I found http://stackoverflow.com/questions/2893841/open-source-projects-with-good-quality-tests but I wanted to ask something a bit different.

I'm having a hard time visualizing how to build production code using TDD practices, particularly for networked database-driven applications where big chunks of functionality are dependent on one or more external systems. The two main strategies I've seen discussed for accomplishing that are decoupling code from the systems in question and using mocks. However, my intuition is that doing either one properly would also be complex and error-prone.

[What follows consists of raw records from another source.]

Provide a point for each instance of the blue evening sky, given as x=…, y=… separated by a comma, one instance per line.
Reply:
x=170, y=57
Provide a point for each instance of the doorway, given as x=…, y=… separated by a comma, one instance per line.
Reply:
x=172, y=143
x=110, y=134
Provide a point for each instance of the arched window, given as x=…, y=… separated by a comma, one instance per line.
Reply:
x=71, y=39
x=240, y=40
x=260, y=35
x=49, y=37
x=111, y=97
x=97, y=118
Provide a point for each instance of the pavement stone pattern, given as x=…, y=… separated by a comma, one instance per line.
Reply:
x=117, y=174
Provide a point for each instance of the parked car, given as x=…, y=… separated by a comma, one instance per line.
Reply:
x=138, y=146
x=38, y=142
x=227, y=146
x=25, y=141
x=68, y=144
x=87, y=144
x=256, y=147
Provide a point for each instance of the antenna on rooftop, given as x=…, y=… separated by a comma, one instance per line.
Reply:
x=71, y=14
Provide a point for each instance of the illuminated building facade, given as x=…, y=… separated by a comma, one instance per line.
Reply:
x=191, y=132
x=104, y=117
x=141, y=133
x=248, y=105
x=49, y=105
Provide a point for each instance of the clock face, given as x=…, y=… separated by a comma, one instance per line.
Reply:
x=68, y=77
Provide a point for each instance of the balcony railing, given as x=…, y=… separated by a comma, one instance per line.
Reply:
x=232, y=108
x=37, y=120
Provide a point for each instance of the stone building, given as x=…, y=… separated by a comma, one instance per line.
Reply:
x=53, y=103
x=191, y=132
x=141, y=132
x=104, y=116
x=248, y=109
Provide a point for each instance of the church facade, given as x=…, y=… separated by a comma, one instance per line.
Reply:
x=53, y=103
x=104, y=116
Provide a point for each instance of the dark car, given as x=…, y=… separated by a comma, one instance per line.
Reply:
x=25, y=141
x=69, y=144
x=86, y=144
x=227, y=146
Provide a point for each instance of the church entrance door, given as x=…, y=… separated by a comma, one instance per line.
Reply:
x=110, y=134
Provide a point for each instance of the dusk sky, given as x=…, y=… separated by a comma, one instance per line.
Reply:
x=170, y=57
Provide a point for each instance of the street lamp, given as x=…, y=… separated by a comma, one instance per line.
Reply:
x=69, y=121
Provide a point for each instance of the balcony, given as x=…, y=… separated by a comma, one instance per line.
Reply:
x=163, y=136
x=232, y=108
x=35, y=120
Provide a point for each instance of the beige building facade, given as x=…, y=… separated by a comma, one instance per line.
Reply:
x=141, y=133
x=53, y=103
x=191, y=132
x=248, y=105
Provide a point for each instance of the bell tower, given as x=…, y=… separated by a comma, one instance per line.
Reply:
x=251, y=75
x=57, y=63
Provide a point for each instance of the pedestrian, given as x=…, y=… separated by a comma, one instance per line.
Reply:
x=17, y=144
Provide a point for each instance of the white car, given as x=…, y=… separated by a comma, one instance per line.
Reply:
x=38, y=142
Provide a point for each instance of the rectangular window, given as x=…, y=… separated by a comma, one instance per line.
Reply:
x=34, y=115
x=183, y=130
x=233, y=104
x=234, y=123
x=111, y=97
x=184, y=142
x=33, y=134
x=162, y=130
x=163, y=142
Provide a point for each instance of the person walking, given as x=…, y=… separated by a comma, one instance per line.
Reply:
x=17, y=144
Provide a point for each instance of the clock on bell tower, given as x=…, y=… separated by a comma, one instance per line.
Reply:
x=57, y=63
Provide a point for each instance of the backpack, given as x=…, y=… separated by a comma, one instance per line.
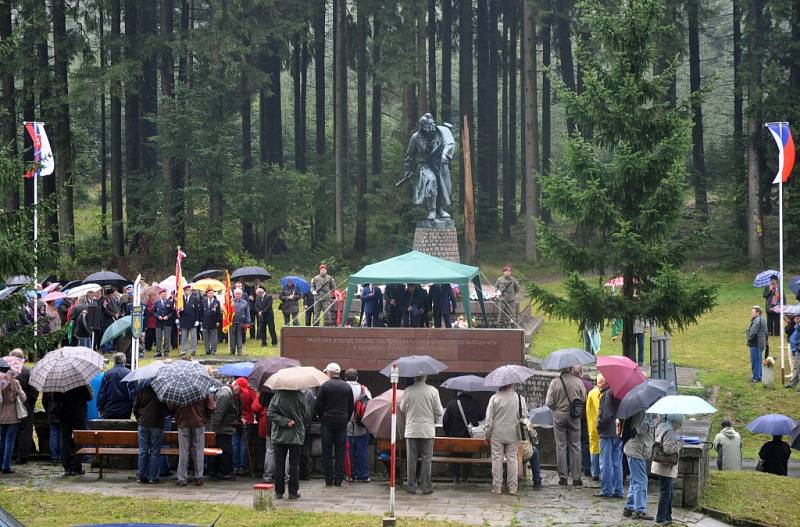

I'd like to take a look at some real-life code that was built using test-driven development practices from the ground up. Such a project would have had to deal with such issues from very early on, and I think looking at the results would be instructive. Any examples out there, whether positive or negative?

+1  A: 

Since Autofixture was created to facilitate TDD, I'm sure that the source code for the project itself was developed according.

Wim Coenen
+2  A: 

Some testing frameworks come to mind ...

Don Roby
Kent Beck has often ranted about the sort-of perverse joy that he and Erich Gamma got on that legendary plane flight that gave birth to JUnit, when they wrote a test for a feature they were going to implement 10 seconds from now, using a feature they had implemented 10 seconds ago. They were high-fiving each other, celebrating and generally annoying the other passengers. One of whom later walked right past security flashing some kind of badge, which was when they realized they had spent an entire plane flight pissing off a (probably armed) federal agent :-)
Jörg W Mittag
+1  A: 

Both the Ioke and Seph programming languages, as well as their implementations ikj (Ioke interpreter for the JVM), ikc (Ioke interpreter for the CLI) and whatever the Seph implementations is called, and their standard libraries were written 100% test-driven or rather behavior-driven.